A diferencia de lo habitual en estos discursos, donde los papas suelen referirse a guerras activas y crisis internacionales, León XIV optó por una reflexión más global. Invitó a los creyentes del mundo a no resignarse ante el mal, el odio y la guerra, y a mantener la esperanza como respuesta frente a los sufrimientos que golpean a pueblos enteros.
Un mensaje sin menciones directas a conflictos
En un giro inusual respecto a pontífices anteriores, León XIV decidió no citar países o escenarios específicos, aunque sí lanzó un firme llamado a frenar toda forma de violencia y a trabajar por una paz auténtica.
Este cambio contrasta con su mensaje navideño, en el que sí mencionó abiertamente a Israel, Palestina, Ucrania y pidió diálogo en varios países de América Latina.
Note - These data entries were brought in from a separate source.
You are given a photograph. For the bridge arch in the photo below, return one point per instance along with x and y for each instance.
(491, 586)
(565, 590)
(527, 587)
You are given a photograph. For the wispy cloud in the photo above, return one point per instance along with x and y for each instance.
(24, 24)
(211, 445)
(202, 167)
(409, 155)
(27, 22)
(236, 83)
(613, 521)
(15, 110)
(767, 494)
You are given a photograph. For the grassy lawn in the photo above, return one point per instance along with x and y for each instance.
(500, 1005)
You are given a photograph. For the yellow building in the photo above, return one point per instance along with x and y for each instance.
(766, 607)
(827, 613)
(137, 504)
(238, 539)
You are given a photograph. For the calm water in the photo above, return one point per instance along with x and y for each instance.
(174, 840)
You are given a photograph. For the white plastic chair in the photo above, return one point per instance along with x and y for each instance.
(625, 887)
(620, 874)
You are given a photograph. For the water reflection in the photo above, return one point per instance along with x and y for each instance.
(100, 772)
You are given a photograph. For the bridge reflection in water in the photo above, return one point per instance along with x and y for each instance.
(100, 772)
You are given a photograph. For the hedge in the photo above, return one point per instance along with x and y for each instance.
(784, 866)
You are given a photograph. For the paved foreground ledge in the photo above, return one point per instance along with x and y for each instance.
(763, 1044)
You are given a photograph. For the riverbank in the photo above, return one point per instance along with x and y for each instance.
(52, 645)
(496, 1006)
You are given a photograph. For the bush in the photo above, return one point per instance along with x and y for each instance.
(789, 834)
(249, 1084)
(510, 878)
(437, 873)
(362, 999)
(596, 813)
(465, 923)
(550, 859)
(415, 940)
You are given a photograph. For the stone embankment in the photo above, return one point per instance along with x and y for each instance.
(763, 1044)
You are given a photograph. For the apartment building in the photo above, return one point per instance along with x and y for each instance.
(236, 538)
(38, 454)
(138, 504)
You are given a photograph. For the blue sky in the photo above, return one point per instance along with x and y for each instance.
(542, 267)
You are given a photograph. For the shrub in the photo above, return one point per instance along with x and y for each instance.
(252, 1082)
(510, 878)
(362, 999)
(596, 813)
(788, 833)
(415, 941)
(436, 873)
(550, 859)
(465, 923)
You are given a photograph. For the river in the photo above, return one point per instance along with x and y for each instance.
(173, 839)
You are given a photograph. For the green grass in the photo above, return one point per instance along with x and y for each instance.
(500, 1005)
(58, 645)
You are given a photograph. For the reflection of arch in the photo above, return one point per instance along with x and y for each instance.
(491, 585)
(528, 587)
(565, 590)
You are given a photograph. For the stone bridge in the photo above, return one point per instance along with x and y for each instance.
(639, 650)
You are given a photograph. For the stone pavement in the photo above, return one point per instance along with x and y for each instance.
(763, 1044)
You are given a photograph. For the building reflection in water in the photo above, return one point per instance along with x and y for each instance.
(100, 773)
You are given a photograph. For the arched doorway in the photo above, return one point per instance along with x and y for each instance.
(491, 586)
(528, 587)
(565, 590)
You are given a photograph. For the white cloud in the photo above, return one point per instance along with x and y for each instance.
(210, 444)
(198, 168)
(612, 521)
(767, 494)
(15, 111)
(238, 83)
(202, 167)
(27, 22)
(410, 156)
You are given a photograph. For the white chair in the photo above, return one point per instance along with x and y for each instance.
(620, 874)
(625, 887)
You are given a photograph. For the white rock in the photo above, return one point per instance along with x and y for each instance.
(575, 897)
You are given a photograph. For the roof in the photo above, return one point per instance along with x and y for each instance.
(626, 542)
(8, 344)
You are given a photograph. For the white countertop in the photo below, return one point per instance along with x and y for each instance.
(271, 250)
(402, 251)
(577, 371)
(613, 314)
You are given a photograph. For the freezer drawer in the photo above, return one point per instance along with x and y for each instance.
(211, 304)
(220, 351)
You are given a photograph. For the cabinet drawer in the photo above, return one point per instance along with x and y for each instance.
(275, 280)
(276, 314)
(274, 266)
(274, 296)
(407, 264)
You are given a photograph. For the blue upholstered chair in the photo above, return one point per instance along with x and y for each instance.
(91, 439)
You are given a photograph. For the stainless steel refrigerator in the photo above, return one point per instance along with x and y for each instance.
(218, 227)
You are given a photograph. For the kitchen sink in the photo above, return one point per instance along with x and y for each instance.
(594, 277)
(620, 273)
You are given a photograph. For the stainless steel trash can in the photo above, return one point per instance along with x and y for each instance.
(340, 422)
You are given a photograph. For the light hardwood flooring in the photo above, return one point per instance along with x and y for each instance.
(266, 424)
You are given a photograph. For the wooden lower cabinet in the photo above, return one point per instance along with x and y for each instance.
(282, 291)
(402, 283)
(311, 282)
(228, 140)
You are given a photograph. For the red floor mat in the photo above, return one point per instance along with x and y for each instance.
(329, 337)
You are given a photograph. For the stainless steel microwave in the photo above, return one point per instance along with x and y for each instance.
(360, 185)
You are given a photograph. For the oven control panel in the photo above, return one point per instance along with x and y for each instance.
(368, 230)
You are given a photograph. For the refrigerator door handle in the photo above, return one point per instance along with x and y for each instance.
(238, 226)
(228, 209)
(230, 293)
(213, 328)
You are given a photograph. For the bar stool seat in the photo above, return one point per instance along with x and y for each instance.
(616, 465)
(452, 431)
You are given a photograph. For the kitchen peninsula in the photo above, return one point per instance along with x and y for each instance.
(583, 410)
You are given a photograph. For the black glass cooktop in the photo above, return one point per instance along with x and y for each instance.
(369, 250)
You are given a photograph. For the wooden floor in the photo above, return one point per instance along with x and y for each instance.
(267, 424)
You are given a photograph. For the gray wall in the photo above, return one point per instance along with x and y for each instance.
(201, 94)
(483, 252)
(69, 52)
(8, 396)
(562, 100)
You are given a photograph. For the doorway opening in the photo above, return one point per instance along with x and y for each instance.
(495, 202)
Esta vez, prefirió hablar desde un enfoque más universal, buscando un mensaje que abarcara a todos los pueblos afectados por la guerra.
Como novedad, el pontífice anunció una vigilia de oración por la paz para el próximo sábado 11 de abril, que se realizará en la basílica de San Pedro y será abierta a fieles de todo el mundo.
Una plaza repleta para la misa de Pascua
Antes de la bendición, el papa celebró la misa del Domingo de Resurrección ante decenas de miles de personas en una plaza decorada con las tradicionales flores que llegan cada año desde Holanda.
Durante la homilía, exhortó a los creyentes a mantener la esperanza frente a las guerras, la violencia y lo que llamó la “idolatría del lucro”, advirtiendo que esta última continúa saqueando los recursos de la tierra y profundizando desigualdades.
Al finalizar la celebración, León XIV recorrió la plaza y parte de la vía de la Conciliación en el papamóvil, deteniéndose en repetidas ocasiones para bendecir y saludar a niños, entre aplausos y muestras de afecto de peregrinos provenientes de distintos continentes.
Una Semana Santa marcada por llamados a la paz
El mensaje pacifista ha sido una constante durante esta Semana Santa. En el Via Crucis celebrado en el Coliseo cuyas meditaciones fueron encomendadas a un fraile de Tierra Santa, también se hizo una advertencia contra la guerra, los abusos de poder y la tiranía. Nuevamente, sin alusiones directas a países en conflicto.
Durante la Vigilia Pascual, León XIV instó a no permitir que “las losas de la guerra, la injusticia y la división entre pueblos” paralicen al mundo.